Ballet in Bloom is the title for the pair of spring shows from Santa Barbara Festival Ballet (SBFB), the company that produces The Nutcracker at the Arlington every December. Works featuring its students are sandwiched around performances by UCSB Dance Company, withthe senior Festival Ballet company performing a new work, The 10th Slinky, choreographed by UCSB’s Valerie Huston. The classic “Pas de Quatre” set by SBFB Artistic Director Denise Rinaldi surrounds UCSB’s revival of José Limón’s Suite from Mazurkas (1958) and a solo excerpt from Nancy Colahan’s Pandemic Suite called “OLA,”with dancer Ana Ko Glass. Post intermission, the SBFB Youth Ensemble get closing credits performing The Toy Shoppe with choreography and costumes by Rinaldi. Show times are 6 pm May 21 and 2 pm May 22 at Center Stage. Visit centerstagetheater.org.
Santa Barbara Dance Arts presents their annual spring Inspire Recital, this year boasting three distinct fully produced and professional shows at the Marjorie Luke in reverse order of experience levels as the senior show, junior show, and youth show take place May 19 to 21 respectively. The performances serve to exemplify the accomplishments and progression gained throughout the year of dance study. Visit sbdancearts.com or call (805) 966-5299.

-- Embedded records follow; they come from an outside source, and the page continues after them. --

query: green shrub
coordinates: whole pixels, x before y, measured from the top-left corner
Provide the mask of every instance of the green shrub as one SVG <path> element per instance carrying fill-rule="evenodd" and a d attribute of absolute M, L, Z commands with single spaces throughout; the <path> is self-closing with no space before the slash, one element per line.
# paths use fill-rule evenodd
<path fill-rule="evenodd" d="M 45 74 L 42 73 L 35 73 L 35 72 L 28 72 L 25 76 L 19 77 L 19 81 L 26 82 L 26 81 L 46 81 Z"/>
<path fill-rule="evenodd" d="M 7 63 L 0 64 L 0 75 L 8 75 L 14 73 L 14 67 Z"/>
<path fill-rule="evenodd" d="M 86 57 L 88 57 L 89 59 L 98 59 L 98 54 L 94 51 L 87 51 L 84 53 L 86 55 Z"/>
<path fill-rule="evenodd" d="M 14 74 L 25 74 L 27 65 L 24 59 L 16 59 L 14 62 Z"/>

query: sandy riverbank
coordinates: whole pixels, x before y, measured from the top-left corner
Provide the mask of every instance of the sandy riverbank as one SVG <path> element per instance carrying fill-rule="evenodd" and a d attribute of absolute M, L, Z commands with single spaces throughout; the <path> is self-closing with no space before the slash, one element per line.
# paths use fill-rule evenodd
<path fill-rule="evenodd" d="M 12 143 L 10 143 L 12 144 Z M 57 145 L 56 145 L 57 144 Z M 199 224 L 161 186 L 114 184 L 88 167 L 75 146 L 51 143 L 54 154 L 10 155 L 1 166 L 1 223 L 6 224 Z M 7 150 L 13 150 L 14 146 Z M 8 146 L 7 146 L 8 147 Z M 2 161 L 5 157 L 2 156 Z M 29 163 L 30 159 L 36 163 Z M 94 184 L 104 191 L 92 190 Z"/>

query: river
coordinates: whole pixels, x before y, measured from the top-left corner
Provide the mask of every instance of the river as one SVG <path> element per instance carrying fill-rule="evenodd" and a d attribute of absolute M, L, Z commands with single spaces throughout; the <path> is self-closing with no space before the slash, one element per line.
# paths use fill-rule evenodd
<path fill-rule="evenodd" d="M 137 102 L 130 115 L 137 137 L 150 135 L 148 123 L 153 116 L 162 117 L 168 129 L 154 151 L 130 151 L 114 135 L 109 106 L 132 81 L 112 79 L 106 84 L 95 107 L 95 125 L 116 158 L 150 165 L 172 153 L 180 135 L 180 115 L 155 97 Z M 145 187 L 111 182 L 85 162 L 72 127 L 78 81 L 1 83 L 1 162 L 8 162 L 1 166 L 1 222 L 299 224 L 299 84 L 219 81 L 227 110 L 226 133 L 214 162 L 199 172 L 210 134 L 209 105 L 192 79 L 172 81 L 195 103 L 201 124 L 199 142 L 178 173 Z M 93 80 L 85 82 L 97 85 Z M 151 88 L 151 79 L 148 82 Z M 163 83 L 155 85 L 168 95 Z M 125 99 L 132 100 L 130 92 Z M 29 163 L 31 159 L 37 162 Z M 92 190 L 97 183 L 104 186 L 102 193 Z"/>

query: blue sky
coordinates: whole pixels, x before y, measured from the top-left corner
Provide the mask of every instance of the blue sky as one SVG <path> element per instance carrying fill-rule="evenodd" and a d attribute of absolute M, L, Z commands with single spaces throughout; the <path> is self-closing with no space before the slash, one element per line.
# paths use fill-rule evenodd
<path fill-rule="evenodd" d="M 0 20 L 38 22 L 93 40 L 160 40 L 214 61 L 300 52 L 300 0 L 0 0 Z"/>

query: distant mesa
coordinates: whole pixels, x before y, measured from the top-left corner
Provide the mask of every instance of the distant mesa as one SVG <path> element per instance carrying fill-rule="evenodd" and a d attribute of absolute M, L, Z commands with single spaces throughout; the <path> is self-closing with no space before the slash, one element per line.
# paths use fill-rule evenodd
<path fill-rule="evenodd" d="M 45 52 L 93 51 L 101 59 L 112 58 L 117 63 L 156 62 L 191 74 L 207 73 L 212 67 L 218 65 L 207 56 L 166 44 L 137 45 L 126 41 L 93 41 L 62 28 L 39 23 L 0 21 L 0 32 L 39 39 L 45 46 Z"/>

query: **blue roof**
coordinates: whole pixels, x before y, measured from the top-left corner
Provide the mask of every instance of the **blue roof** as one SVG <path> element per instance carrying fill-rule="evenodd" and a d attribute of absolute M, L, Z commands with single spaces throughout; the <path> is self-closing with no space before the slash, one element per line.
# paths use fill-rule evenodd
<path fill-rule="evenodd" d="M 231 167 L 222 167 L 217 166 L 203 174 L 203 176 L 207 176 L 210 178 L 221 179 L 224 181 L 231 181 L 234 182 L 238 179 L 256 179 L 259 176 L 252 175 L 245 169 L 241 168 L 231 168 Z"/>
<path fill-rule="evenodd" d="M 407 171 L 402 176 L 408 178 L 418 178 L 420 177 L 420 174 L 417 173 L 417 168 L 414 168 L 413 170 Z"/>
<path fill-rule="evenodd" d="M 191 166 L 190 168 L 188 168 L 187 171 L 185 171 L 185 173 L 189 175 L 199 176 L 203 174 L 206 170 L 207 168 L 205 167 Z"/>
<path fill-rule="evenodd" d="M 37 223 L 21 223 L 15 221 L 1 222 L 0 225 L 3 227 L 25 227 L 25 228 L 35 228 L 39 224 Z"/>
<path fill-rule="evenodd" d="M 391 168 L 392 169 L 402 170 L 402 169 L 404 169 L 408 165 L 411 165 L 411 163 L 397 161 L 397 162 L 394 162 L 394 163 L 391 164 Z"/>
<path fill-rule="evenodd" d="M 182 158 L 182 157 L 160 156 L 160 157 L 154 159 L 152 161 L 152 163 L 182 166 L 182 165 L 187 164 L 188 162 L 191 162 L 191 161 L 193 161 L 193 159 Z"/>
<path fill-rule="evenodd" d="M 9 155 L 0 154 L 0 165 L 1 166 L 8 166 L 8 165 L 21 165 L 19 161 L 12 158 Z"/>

Santa Barbara Dance Institute teams up with Santa Barbara Unified School District’s Afterschool Opportunities for Kids (AOK) to provide educational dance programs to local elementary schools. A program that culminates on May 25 when 115 young performers from Cleveland, Franklin, Adelante, Monroe, Adams, Harding, and McKinley elementary schools and Santa Barbara Community Academy will take to the stage in AOK’s Performing Arts Showcase at La Cumbre Junior High School Theater. The students will come together as an ensemble for the first time since the pandemic shut down schools and performing arts events. Showcasing their work since February, the students will dance to a variety of music from such artists as Elvis, Pitbull, Shakira, and Roberto Jr. y su Bandeño. Visit sbdi.org.
Finally, Inspire Dance Santa Barbara (not to be confused with the Inspire Recital above) offers its annual spring show with four performances at Center Stage on May 28 and June 4 of Alice in Wonderland, IDSB’s favorite storybook ballet to date. Special guests for the seventh annual spring performance are IDSB’s very own student teachers. Visit centerstagetheater.org.